Okonomiyaki translates as ‘whatever you like, cooked’ and these Japanese pancakes are a staple street food. The dish can vary widely from place to place or upon your choice of ingredients, but generally includes grilled beef, pork or seafood mixed with vegetables. I tend to go with pork mixed with soba noodles, cheese, egg and green onion all grilled together into a pancake shape. The best part of the whole dish though, might be the Japanese mayo and the okonomiyaki sauce that you put on top. Don’t miss the chance to try it.
What's the one thing you always pack?
My pocket-size phrasebook. The back half of the book translates food items, so it makes going to a restaurant really simple. Plus, if you put in the effort to try a sentence or two in Japanese, people really appreciate it. A phrasebook is also a big help in remote areas where English isn’t widely spoken.

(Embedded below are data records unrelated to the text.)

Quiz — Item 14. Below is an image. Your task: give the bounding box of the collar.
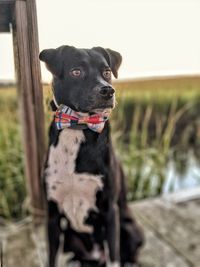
[54,104,111,133]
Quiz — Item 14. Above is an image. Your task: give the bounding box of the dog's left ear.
[39,48,62,77]
[93,47,122,78]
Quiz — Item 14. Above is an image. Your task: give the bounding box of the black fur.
[40,46,143,267]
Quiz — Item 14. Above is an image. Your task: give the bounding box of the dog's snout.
[99,86,115,98]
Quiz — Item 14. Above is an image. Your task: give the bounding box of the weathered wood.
[0,0,15,32]
[0,191,200,267]
[13,0,44,222]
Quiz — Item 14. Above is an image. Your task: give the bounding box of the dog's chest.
[46,128,103,232]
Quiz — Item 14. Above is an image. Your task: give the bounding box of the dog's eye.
[103,70,111,79]
[70,69,81,77]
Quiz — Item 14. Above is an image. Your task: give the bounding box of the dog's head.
[39,46,122,112]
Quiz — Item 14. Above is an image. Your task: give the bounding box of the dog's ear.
[106,48,122,78]
[39,48,63,77]
[93,47,122,78]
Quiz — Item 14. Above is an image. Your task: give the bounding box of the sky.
[0,0,200,81]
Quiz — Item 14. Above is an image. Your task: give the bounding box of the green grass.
[0,77,200,218]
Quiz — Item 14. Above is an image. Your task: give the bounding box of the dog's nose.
[99,86,115,98]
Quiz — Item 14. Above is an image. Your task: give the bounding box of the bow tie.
[55,105,110,133]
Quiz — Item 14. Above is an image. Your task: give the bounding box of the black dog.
[39,46,143,267]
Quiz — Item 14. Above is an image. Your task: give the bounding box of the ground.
[0,188,200,267]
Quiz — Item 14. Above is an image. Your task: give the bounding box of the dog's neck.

What’s your most vivid travel moment?
I was in Kinosaki Onsen, a Japanese town known for its hot springs, and joined the nightly procession of visitors that wanders along the canal to the public baths. It was about 8.30 pm and everyone had emerged from their accommodation. The clip-clop of wooden geta sandals filled the air, and everyone wore yukata, a cotton robe. It was quite magical. The canal is flanked by two narrow, lantern-lit streets lined with cafés, restaurants and arcades, all now full of people either on their way to the public baths or having just enjoyed the onsen. It felt like the whole town had burst into life.